The criminality of rendition and its negative impact on the human rights of those involved are beyond debate. Freedom from torture, security of the person, freedom of movement and the rights to life and dignity are denied when this underhand activity, used by the United States in its terrifying “war on terror”, is resorted to by security authorities. If Dramat is guilty, it amounts to a serious breach in the probity and integrity required by his job.
Minister of Police Nathi Nhleko was so keen to suspend Dramat that, when the courts ruled his December suspension of Dramat invalid on technical and procedural grounds, he put Dramat on special leave and kept him away from his office in Pretoria. This continued until Dramat’s resignation last month.
The relevant announcement is vague and opaque. There is no clarity about the terms on which this senior public servant is leaving the service. Taxpayers have not been told what this will cost. Nor is there any official news about the possible criminal charges against Dramat and his alleged collaborators in the renditions. There is just a murky silence and an apparent invocation of “confidentiality”.
This won’t do. Public administration is meant to be transparently accountable and to promote an efficient, effective use of resources. This includes human resources.
It is no small matter to suspend, put on special leave and then have the head of the government’s main anti-corruption entity resign in such circumstances. The rendition allegations have been in the public domain for years but until now have not troubled the executive or the legislature (the police portfolio committee of the National Assembly). The National Prosecuting Authority (NPA) did nothing proactive about the claims.
It is possible that this is because the previous minister, the parliamentary committee and the Independent Police Investigative Directorate (IPID) took the allegations with a pinch of salt. The final IPID report on the matter says Dramat and his colleagues were not involved in the alleged renditions. But an earlier report, apparently a draft, does suggest complicity. This is the hook on which the minister hung the suspension of Dramat.
The public will never know the truth unless criminal and disciplinary steps are taken against highly placed police, the IPID and NPA officials, as apparently recommended in the Werksmans Attorneys report into the matter. This is a most unsatisfactory state of affairs.
The head of the Hawks should be empowered to act without fear, favour or prejudice and should lead a properly resourced unit with security of tenure to pre-empt the manoeuvring seen so far. This restriction of executive power has arisen because the Constitutional Court has repeatedly ruled against the government and in favour of those challenging the constitutionality of the legislation that gave birth to the Hawks as successor to the disbanded Scorpions.
In so ruling, the court holds that the executive ought not to behave as the minister has done in this case. The suspension of as important a person as the Hawks’s head should be preceded by the intervention of our multiparty Parliament to ensure that executive action is restrained.
There are those who say the suspension of Dramat had nothing to do with the alleged renditions and everything to do with his request to the police that their dockets on Nkandla be given to the Hawks for further investigation on an independent basis – an independence alien to the police.

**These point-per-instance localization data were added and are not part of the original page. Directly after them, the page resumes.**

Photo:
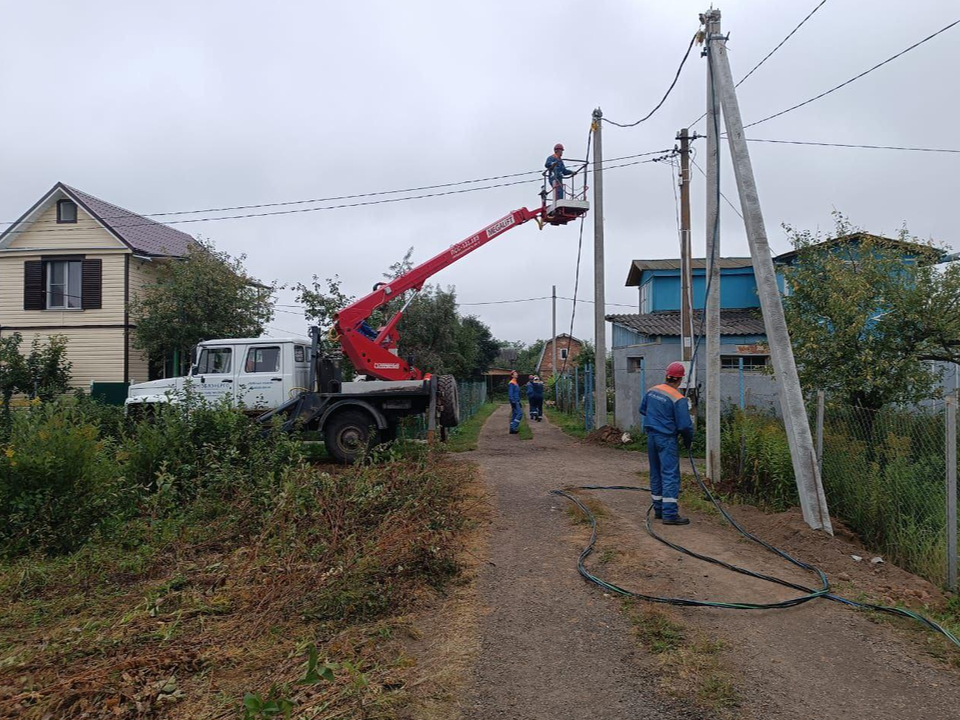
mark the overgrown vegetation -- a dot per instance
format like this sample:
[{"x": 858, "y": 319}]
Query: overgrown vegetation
[
  {"x": 185, "y": 566},
  {"x": 867, "y": 314},
  {"x": 208, "y": 295},
  {"x": 883, "y": 474}
]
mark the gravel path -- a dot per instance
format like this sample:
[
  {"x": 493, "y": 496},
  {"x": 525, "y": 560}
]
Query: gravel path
[
  {"x": 554, "y": 647},
  {"x": 551, "y": 646}
]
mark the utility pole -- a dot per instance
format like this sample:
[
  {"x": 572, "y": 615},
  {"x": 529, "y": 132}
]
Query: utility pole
[
  {"x": 599, "y": 307},
  {"x": 712, "y": 306},
  {"x": 686, "y": 272},
  {"x": 802, "y": 451},
  {"x": 556, "y": 385}
]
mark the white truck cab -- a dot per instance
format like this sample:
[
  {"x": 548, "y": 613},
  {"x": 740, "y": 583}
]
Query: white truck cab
[{"x": 254, "y": 373}]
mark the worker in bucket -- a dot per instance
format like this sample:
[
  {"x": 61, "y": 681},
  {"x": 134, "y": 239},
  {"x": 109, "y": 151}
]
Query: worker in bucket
[
  {"x": 556, "y": 171},
  {"x": 516, "y": 411},
  {"x": 666, "y": 415},
  {"x": 535, "y": 397}
]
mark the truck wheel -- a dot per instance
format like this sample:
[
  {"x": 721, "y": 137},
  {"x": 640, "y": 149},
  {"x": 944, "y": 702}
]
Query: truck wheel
[
  {"x": 347, "y": 435},
  {"x": 448, "y": 401}
]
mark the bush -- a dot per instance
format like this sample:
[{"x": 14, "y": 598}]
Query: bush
[
  {"x": 755, "y": 459},
  {"x": 73, "y": 467}
]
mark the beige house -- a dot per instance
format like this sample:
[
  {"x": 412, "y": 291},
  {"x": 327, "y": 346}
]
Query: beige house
[{"x": 69, "y": 266}]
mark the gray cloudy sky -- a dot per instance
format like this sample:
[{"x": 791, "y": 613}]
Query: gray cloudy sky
[{"x": 186, "y": 105}]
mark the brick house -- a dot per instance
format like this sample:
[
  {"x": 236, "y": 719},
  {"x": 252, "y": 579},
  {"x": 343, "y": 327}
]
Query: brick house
[{"x": 568, "y": 348}]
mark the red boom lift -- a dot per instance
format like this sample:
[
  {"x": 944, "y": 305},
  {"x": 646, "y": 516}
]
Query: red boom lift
[{"x": 348, "y": 412}]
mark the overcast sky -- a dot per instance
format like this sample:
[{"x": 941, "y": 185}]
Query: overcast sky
[{"x": 187, "y": 105}]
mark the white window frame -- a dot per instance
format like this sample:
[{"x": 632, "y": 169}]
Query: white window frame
[{"x": 70, "y": 294}]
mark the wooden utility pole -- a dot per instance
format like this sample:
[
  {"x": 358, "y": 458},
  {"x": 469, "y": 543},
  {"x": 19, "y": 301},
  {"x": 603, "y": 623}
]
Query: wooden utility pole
[
  {"x": 686, "y": 271},
  {"x": 599, "y": 307},
  {"x": 556, "y": 385},
  {"x": 802, "y": 451},
  {"x": 712, "y": 276}
]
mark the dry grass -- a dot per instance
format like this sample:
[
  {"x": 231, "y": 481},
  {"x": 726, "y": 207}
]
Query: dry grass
[{"x": 192, "y": 628}]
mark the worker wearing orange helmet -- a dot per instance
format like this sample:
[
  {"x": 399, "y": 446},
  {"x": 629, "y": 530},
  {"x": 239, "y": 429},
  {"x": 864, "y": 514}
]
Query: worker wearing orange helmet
[
  {"x": 556, "y": 170},
  {"x": 666, "y": 415}
]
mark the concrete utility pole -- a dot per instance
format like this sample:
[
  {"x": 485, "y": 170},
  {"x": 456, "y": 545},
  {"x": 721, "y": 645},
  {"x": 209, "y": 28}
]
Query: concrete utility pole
[
  {"x": 712, "y": 308},
  {"x": 599, "y": 306},
  {"x": 556, "y": 385},
  {"x": 686, "y": 272},
  {"x": 802, "y": 451}
]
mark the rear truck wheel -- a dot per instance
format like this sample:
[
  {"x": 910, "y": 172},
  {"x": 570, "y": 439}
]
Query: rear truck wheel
[
  {"x": 448, "y": 401},
  {"x": 347, "y": 435}
]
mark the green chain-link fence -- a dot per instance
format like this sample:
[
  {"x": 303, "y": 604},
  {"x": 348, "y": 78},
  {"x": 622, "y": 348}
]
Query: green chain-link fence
[
  {"x": 472, "y": 395},
  {"x": 884, "y": 474}
]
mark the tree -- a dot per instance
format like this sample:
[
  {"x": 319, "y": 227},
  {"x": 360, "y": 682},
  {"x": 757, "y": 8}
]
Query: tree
[
  {"x": 431, "y": 330},
  {"x": 207, "y": 295},
  {"x": 43, "y": 374},
  {"x": 866, "y": 316}
]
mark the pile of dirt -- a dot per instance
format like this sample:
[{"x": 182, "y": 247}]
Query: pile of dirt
[
  {"x": 609, "y": 435},
  {"x": 836, "y": 556}
]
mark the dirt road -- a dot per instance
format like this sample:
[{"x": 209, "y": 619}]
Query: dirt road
[{"x": 552, "y": 646}]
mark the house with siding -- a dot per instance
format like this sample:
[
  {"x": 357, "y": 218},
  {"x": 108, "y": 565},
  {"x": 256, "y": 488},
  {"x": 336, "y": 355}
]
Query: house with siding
[
  {"x": 70, "y": 266},
  {"x": 646, "y": 342}
]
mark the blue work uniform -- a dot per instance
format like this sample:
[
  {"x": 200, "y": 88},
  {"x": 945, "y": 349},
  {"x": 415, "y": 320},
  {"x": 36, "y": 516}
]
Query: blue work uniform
[
  {"x": 666, "y": 414},
  {"x": 556, "y": 171},
  {"x": 516, "y": 411}
]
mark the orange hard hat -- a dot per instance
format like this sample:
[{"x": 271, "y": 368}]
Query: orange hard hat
[{"x": 676, "y": 370}]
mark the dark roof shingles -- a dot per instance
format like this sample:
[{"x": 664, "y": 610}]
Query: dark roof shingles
[
  {"x": 667, "y": 322},
  {"x": 142, "y": 234}
]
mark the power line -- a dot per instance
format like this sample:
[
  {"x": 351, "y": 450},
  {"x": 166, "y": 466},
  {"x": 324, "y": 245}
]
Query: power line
[
  {"x": 735, "y": 208},
  {"x": 767, "y": 56},
  {"x": 851, "y": 145},
  {"x": 287, "y": 203},
  {"x": 669, "y": 90},
  {"x": 780, "y": 44},
  {"x": 856, "y": 77},
  {"x": 337, "y": 207}
]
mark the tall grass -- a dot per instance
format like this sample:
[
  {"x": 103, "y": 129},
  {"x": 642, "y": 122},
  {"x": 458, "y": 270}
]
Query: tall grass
[{"x": 883, "y": 475}]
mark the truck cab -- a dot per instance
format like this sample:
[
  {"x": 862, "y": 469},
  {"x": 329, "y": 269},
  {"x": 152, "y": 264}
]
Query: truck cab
[{"x": 256, "y": 374}]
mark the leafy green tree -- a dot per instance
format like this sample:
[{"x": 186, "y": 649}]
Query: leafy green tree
[
  {"x": 205, "y": 296},
  {"x": 867, "y": 315},
  {"x": 432, "y": 331}
]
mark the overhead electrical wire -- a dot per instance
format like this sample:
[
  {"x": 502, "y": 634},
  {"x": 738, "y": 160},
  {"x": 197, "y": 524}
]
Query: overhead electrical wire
[
  {"x": 854, "y": 145},
  {"x": 807, "y": 593},
  {"x": 855, "y": 77},
  {"x": 332, "y": 207},
  {"x": 287, "y": 203},
  {"x": 769, "y": 54},
  {"x": 666, "y": 95}
]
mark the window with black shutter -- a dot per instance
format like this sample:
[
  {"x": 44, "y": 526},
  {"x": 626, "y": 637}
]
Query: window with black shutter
[{"x": 91, "y": 292}]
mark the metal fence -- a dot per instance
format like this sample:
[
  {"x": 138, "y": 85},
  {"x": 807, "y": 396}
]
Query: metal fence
[
  {"x": 888, "y": 474},
  {"x": 573, "y": 394},
  {"x": 472, "y": 395}
]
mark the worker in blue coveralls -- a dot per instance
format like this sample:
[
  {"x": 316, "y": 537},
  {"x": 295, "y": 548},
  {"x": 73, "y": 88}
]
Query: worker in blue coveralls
[
  {"x": 556, "y": 171},
  {"x": 535, "y": 397},
  {"x": 516, "y": 411},
  {"x": 666, "y": 415}
]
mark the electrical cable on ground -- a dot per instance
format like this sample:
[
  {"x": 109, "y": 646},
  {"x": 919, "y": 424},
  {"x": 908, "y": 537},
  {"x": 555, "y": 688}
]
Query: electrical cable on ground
[
  {"x": 666, "y": 95},
  {"x": 855, "y": 77},
  {"x": 808, "y": 593}
]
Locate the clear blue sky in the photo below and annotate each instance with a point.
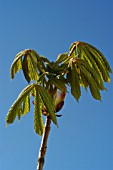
(84, 139)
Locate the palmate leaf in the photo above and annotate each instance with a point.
(30, 62)
(14, 67)
(18, 108)
(59, 83)
(38, 121)
(61, 58)
(99, 64)
(73, 79)
(96, 76)
(22, 106)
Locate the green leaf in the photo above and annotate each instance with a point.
(93, 73)
(26, 105)
(48, 103)
(38, 121)
(17, 63)
(25, 69)
(57, 82)
(61, 58)
(16, 108)
(32, 68)
(93, 58)
(73, 79)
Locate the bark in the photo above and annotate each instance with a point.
(43, 147)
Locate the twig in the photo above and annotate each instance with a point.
(43, 147)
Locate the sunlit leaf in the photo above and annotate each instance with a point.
(38, 121)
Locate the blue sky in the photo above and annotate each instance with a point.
(84, 139)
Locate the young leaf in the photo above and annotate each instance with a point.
(57, 82)
(61, 58)
(48, 103)
(17, 105)
(38, 121)
(73, 79)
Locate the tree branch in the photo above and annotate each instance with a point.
(43, 147)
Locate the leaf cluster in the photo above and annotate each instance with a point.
(84, 65)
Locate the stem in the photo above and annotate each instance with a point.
(43, 147)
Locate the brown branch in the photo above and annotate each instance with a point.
(43, 147)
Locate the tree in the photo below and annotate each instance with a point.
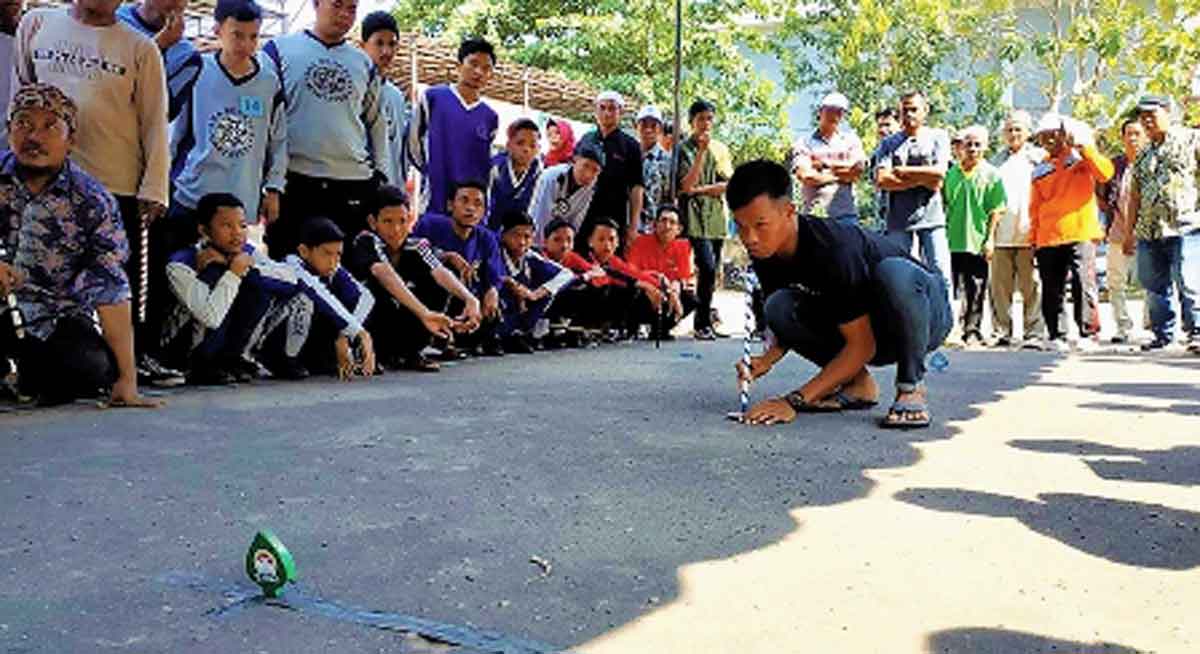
(629, 46)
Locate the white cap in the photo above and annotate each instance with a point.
(835, 101)
(611, 96)
(649, 111)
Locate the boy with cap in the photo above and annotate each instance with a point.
(337, 135)
(342, 305)
(1065, 226)
(405, 273)
(529, 286)
(474, 253)
(705, 167)
(61, 249)
(828, 162)
(228, 298)
(655, 165)
(565, 191)
(379, 39)
(514, 174)
(451, 132)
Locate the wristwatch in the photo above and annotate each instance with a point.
(796, 400)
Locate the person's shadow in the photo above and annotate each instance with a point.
(978, 640)
(1131, 533)
(1179, 466)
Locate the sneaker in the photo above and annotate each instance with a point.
(153, 373)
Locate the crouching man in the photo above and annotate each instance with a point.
(840, 297)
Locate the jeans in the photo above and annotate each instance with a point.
(933, 249)
(910, 317)
(1074, 263)
(1163, 264)
(708, 261)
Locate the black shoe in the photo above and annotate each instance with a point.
(153, 373)
(517, 345)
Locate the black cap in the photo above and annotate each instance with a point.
(318, 232)
(589, 149)
(1152, 102)
(515, 219)
(378, 21)
(555, 226)
(238, 10)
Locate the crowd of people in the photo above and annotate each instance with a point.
(139, 168)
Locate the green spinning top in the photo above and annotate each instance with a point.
(269, 563)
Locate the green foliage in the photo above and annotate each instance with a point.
(629, 46)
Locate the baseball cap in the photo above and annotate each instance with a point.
(649, 111)
(835, 101)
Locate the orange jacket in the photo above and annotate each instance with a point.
(1062, 204)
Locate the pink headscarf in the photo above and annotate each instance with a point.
(564, 153)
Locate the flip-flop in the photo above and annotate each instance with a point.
(851, 403)
(895, 418)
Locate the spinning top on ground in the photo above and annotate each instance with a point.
(269, 563)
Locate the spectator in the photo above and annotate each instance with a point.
(1065, 226)
(611, 287)
(562, 142)
(121, 137)
(337, 341)
(10, 17)
(975, 201)
(514, 174)
(705, 167)
(667, 257)
(840, 297)
(228, 298)
(63, 243)
(451, 132)
(828, 162)
(411, 282)
(1114, 199)
(337, 135)
(1012, 259)
(565, 191)
(163, 22)
(655, 165)
(1164, 191)
(379, 39)
(619, 192)
(474, 255)
(911, 167)
(529, 287)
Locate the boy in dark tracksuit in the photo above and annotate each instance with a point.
(529, 286)
(412, 285)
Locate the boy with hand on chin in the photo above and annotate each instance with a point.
(474, 253)
(405, 270)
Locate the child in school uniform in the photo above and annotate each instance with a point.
(474, 253)
(412, 286)
(529, 287)
(515, 173)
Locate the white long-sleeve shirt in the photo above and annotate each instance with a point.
(115, 77)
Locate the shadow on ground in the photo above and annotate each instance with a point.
(1131, 533)
(1179, 466)
(430, 495)
(1000, 641)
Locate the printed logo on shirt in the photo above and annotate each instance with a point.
(231, 133)
(329, 81)
(77, 60)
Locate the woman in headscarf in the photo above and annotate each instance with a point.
(562, 142)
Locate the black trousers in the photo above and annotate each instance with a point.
(970, 273)
(75, 361)
(345, 202)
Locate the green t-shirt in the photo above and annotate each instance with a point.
(970, 201)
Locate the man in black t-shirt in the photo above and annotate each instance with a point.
(841, 298)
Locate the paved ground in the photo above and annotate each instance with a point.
(1051, 509)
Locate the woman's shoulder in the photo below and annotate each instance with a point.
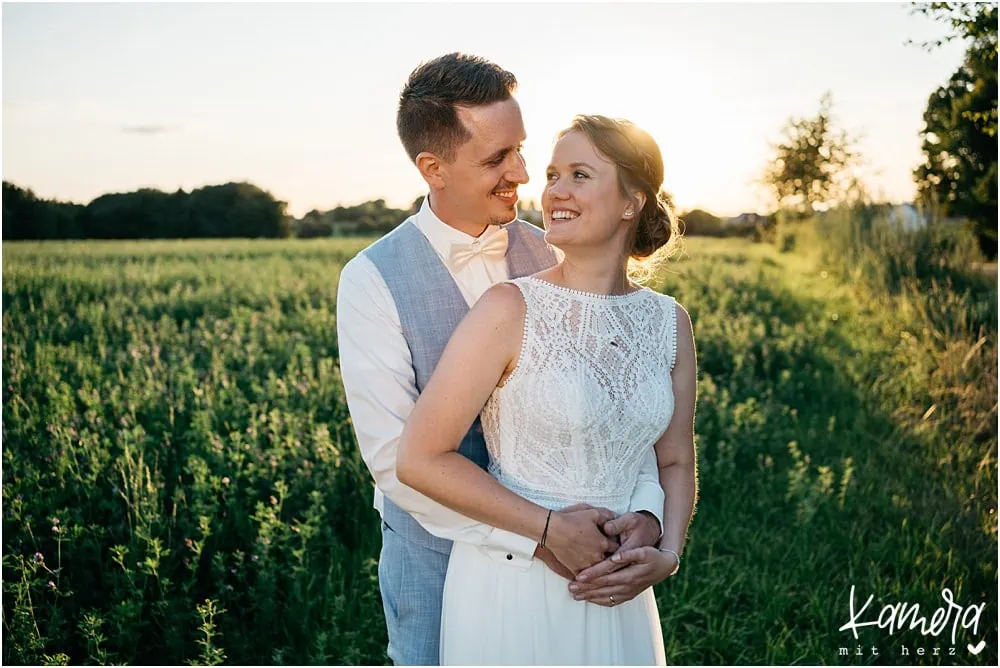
(503, 300)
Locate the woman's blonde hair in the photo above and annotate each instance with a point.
(656, 233)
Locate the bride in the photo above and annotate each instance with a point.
(578, 374)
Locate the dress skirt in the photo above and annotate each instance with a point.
(496, 613)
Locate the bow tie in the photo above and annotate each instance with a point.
(494, 247)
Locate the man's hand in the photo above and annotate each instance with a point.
(640, 568)
(632, 530)
(576, 537)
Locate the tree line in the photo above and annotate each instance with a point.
(218, 211)
(812, 167)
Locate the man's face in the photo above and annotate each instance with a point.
(481, 182)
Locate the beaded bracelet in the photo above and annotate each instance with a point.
(545, 532)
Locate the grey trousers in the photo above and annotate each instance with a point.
(411, 579)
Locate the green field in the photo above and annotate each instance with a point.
(181, 482)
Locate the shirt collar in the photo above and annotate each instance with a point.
(441, 234)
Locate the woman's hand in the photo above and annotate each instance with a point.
(545, 555)
(577, 539)
(642, 568)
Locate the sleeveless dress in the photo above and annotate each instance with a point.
(588, 399)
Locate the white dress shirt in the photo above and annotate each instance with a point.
(380, 385)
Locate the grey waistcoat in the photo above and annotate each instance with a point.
(430, 306)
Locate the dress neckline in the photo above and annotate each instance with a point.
(591, 295)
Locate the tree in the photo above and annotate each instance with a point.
(959, 174)
(810, 169)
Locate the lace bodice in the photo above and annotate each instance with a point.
(590, 395)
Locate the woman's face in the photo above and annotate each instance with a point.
(582, 205)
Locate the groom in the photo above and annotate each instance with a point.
(398, 303)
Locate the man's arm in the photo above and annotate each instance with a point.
(379, 381)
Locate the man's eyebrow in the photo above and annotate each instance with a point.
(497, 156)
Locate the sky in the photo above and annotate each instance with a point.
(301, 99)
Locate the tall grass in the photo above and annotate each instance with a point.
(181, 482)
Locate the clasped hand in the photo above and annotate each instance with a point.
(603, 555)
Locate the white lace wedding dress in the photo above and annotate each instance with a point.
(589, 397)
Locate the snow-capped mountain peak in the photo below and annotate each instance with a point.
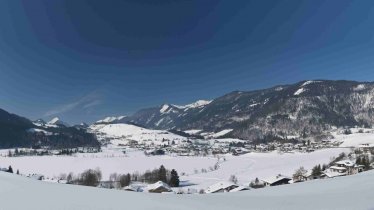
(56, 122)
(39, 122)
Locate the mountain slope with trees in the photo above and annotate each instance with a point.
(307, 108)
(16, 131)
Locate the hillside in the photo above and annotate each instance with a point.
(123, 133)
(307, 108)
(351, 192)
(16, 131)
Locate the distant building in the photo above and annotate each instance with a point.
(159, 187)
(277, 180)
(221, 187)
(342, 168)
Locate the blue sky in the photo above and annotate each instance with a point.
(83, 60)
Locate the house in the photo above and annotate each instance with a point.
(277, 180)
(36, 177)
(133, 188)
(342, 168)
(159, 187)
(350, 166)
(221, 187)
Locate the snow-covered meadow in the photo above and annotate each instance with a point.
(245, 167)
(350, 192)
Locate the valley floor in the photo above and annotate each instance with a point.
(350, 192)
(245, 167)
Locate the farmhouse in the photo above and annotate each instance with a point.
(277, 180)
(342, 168)
(221, 187)
(159, 187)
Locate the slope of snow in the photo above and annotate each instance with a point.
(164, 108)
(299, 91)
(108, 161)
(193, 131)
(309, 82)
(245, 167)
(55, 122)
(37, 130)
(355, 139)
(197, 104)
(262, 165)
(359, 87)
(110, 119)
(125, 132)
(221, 133)
(351, 192)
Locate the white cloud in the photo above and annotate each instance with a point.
(88, 101)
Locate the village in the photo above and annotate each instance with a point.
(357, 161)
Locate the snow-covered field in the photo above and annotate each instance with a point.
(245, 167)
(355, 139)
(122, 133)
(350, 192)
(108, 161)
(262, 165)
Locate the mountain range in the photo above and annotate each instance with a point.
(301, 110)
(16, 131)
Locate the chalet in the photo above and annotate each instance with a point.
(159, 187)
(132, 188)
(240, 188)
(221, 187)
(350, 166)
(277, 180)
(366, 147)
(36, 177)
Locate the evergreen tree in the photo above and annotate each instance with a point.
(174, 179)
(10, 169)
(162, 174)
(316, 171)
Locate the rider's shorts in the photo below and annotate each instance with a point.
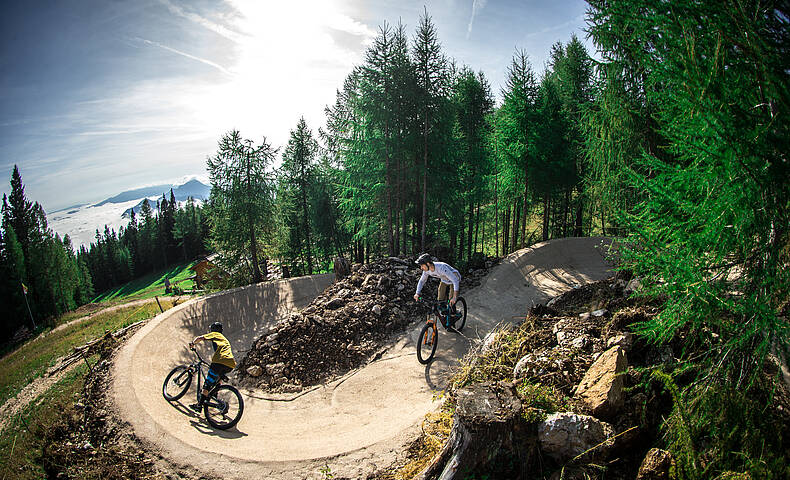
(215, 371)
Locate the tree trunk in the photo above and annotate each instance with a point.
(579, 231)
(483, 233)
(342, 268)
(388, 186)
(470, 234)
(424, 181)
(565, 213)
(524, 219)
(461, 240)
(545, 216)
(487, 423)
(477, 227)
(514, 227)
(505, 230)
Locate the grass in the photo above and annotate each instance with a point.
(21, 445)
(31, 360)
(148, 286)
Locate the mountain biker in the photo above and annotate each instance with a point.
(221, 363)
(448, 277)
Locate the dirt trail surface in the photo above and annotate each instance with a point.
(354, 425)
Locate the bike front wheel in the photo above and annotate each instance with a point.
(427, 342)
(460, 313)
(177, 383)
(224, 407)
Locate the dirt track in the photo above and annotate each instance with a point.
(353, 425)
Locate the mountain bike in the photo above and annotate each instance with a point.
(451, 317)
(223, 406)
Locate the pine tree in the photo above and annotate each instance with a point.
(518, 112)
(296, 178)
(432, 80)
(241, 201)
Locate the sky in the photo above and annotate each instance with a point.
(102, 96)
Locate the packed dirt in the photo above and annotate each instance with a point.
(545, 360)
(347, 325)
(353, 425)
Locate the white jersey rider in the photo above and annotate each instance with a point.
(447, 275)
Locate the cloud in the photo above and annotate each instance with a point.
(220, 30)
(477, 6)
(192, 57)
(575, 22)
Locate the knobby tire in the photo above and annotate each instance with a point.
(421, 357)
(224, 420)
(181, 378)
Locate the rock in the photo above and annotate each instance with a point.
(656, 465)
(563, 436)
(601, 389)
(625, 340)
(275, 369)
(344, 293)
(580, 342)
(632, 286)
(335, 303)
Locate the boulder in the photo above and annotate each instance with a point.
(564, 436)
(625, 340)
(335, 303)
(656, 465)
(632, 286)
(275, 369)
(601, 389)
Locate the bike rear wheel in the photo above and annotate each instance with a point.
(460, 307)
(224, 407)
(427, 342)
(177, 383)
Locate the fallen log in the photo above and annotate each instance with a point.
(487, 423)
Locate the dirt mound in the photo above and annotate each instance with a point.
(343, 328)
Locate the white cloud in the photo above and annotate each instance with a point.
(184, 54)
(477, 6)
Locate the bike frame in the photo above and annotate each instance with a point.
(197, 367)
(436, 314)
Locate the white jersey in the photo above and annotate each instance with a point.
(444, 272)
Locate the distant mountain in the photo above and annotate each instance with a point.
(130, 195)
(193, 188)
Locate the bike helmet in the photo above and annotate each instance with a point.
(423, 259)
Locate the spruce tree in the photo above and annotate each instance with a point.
(241, 202)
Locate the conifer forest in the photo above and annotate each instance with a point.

Dramat’s alleged request came soon after the Constitutional Court expanded his powers. Until then, the police retained the dockets, despite the possibility of corruption in the allegations they contain. Dramat’s request did not go down well with the Cabinet. The desire to protect Number One is well known.
Another reason for the antipathy toward Dramat, an Umkhonto weSizwe veteran, Robben Island prisoner and deployed cadre of the ANC, is his uncadrelike refusal to dismiss Major General Johan Booysen, the head of the Hawks in KwaZulu-Natal. Booysen is a thorn in the flesh of the corrupt in that province. The stratagem of replacing Dramat with a more malleable successor is said by some critics to be the motivation for his suspension and the route to getting rid of Booysen.
Francis Antonie, the director of the Helen Suzman Foundation, has expressed his displeasure with the situation that has unfolded. The foundation took the suspension of Dramat to court, with resounding success, and may well find reason to do likewise in respect of his resignation. If, as the Democratic Alliance’s indomitable MP Dianne Kohler-Barnard suggests, the resignation is in fact a disguised retrenchment worth many millions of rands, then it is inconsistent with the Constitution and invalid, because it infringes on the security of tenure of office required to give the Hawks’ head the necessary independence.
If the deal struck means dropping the investigation into Dramat’s alleged involvement in the renditions, it will not sit well with the Werksmans recommendations.